Hello,
I'd like to know if there is a way to refine motifs found with MEME. I have a large set of fixed length sequences detected from peaks in the signal. Depending on the dataset and the threshold used, this set comprise between 50k and 100k sequences explained by 1 to 30 motifs ranging from 4 to 13 bp. Those are expected to have some degeneracy (ambiguous nucleotides).
I already tried DREME, MEME-ChIP, and MEME. The first two handle those large dataset easily but motifs are often combined (short or overlapping motifs), and DREME do not handle gapped motifs which I have. Right now I got the best results by using MEME recursively on the sequence set, ~2000 sequences at a time.
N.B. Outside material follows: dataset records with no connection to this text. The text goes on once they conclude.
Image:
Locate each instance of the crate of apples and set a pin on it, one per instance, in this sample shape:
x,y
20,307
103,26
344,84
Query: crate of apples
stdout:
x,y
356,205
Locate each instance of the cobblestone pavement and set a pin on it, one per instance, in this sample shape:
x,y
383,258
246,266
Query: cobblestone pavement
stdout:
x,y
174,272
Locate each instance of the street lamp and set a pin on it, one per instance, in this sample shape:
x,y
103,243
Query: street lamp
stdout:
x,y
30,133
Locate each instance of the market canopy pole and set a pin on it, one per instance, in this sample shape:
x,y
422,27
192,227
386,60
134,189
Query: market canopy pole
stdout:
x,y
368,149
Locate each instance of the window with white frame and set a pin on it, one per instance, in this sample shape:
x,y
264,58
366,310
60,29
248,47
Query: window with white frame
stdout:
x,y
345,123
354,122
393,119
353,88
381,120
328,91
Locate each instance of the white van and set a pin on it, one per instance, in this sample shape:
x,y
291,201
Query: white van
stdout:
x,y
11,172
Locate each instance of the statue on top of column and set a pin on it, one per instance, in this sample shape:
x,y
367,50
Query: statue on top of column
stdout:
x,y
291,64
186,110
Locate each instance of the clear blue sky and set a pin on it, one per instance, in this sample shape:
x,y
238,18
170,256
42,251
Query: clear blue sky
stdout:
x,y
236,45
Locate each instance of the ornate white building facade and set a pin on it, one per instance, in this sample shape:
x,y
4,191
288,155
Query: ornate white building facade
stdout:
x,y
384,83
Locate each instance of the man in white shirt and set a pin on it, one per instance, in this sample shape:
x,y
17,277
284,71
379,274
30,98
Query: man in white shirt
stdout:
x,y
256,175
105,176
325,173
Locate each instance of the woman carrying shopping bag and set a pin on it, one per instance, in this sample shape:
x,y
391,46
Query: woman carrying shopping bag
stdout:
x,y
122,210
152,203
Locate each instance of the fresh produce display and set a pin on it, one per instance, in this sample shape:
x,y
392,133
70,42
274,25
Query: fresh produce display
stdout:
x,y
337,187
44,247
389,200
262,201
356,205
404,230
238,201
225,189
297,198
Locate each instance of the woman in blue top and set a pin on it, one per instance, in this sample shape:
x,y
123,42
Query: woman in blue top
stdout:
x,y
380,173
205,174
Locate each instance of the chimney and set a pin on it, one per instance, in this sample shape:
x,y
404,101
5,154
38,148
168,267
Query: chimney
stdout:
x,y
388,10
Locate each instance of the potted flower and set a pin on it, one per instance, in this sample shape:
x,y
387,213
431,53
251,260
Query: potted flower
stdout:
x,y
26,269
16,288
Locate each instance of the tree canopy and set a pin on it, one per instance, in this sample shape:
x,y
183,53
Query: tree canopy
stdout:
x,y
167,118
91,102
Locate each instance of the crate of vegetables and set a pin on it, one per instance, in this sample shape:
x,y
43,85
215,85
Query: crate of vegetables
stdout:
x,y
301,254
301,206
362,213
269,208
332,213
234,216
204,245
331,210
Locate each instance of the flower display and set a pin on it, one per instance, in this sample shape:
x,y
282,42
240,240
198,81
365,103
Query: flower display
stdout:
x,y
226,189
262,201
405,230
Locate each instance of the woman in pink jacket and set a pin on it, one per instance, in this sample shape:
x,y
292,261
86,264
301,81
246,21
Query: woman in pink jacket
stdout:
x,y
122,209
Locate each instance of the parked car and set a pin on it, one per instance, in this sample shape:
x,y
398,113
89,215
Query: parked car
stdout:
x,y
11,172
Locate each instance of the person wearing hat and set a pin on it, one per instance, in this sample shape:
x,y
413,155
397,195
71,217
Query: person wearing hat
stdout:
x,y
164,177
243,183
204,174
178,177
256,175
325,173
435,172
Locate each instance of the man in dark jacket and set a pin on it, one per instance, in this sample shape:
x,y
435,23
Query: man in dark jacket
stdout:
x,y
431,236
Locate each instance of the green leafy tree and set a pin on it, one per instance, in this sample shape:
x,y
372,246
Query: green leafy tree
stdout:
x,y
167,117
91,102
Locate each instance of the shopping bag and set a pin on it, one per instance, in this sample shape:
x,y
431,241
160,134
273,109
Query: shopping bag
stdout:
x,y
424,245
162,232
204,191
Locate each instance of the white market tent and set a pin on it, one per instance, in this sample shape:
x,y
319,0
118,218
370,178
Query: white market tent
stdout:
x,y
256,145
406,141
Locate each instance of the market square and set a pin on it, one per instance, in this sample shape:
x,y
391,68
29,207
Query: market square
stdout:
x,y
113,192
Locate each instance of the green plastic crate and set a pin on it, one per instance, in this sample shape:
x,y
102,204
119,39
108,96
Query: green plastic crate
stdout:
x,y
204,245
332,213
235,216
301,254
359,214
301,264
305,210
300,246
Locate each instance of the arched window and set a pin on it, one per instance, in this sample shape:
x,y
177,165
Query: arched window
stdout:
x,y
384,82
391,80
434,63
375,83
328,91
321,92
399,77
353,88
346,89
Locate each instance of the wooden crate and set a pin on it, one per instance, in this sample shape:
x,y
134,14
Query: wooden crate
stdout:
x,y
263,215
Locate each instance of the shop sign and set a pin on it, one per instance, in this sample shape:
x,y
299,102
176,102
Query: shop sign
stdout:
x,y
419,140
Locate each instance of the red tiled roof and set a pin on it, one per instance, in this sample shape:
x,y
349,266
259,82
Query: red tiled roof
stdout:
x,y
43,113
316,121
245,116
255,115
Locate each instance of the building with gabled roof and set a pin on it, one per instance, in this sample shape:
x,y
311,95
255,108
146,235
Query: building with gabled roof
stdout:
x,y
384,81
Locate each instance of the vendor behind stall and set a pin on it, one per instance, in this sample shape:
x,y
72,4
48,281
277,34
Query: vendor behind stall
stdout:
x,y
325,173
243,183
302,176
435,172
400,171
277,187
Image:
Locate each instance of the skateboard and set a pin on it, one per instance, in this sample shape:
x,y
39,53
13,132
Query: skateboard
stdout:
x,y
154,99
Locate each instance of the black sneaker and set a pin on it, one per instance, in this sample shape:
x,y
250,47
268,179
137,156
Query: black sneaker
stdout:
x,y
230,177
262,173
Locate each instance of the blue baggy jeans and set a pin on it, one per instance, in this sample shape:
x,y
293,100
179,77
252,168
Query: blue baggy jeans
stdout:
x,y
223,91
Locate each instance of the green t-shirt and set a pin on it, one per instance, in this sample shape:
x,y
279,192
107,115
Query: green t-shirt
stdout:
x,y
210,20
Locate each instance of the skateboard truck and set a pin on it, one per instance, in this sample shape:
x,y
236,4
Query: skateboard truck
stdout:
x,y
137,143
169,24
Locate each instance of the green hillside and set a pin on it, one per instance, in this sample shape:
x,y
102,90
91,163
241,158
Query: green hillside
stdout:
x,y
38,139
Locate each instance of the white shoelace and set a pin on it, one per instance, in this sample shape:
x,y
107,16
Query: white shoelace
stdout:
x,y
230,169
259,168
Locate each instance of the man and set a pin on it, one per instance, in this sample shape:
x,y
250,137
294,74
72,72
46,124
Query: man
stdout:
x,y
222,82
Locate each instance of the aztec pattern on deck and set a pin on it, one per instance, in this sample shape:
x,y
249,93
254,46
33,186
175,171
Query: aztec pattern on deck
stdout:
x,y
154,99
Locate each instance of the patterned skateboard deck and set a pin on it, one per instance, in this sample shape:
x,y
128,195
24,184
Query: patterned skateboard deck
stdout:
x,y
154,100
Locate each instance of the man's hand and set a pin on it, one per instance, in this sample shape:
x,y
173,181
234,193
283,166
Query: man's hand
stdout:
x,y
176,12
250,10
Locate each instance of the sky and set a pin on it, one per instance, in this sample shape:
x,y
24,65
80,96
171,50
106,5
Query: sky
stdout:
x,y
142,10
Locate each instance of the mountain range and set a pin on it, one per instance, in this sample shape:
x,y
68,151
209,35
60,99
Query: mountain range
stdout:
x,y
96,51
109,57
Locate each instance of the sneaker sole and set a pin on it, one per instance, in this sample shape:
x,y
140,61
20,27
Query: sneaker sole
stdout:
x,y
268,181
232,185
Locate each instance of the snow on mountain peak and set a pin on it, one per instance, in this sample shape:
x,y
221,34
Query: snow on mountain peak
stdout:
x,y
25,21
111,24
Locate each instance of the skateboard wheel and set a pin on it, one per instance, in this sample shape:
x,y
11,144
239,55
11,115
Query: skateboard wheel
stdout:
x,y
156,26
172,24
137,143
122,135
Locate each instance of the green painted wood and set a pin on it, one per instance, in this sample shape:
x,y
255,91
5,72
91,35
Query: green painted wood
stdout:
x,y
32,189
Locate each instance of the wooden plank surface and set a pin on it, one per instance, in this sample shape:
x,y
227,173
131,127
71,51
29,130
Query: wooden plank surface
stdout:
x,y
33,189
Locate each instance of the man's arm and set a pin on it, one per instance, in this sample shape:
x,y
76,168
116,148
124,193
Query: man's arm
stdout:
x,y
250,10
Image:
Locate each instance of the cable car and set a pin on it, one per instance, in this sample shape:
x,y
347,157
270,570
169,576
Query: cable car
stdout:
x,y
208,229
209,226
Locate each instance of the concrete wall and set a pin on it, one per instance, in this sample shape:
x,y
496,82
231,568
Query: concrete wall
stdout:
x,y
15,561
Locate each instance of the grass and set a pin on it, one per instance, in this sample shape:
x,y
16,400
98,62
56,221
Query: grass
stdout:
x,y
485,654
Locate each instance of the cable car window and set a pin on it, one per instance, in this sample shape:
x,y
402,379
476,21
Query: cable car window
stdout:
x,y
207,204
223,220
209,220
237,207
I remove sequences with motifs found in step 1 and re-run MEME until no motif are detected.
Unfortunately, I often got motifs slightly longer than expected with 1 or 2 positions with low confidence/probs bases which make it difficult to distinguish from actual ambiguous bases. Is there a robust way to refine the motifs found like that? I tried to increase the number of sequences in MEME but it quickly become too computationally intensive for my application. Could I use the PWM found by MEME and refined them with the complete set of sequence? I did not found other software in your suite to do that but I may be missing something (AME?). Or is there other parameters in MEME that I can tweak?
Regards,
Alan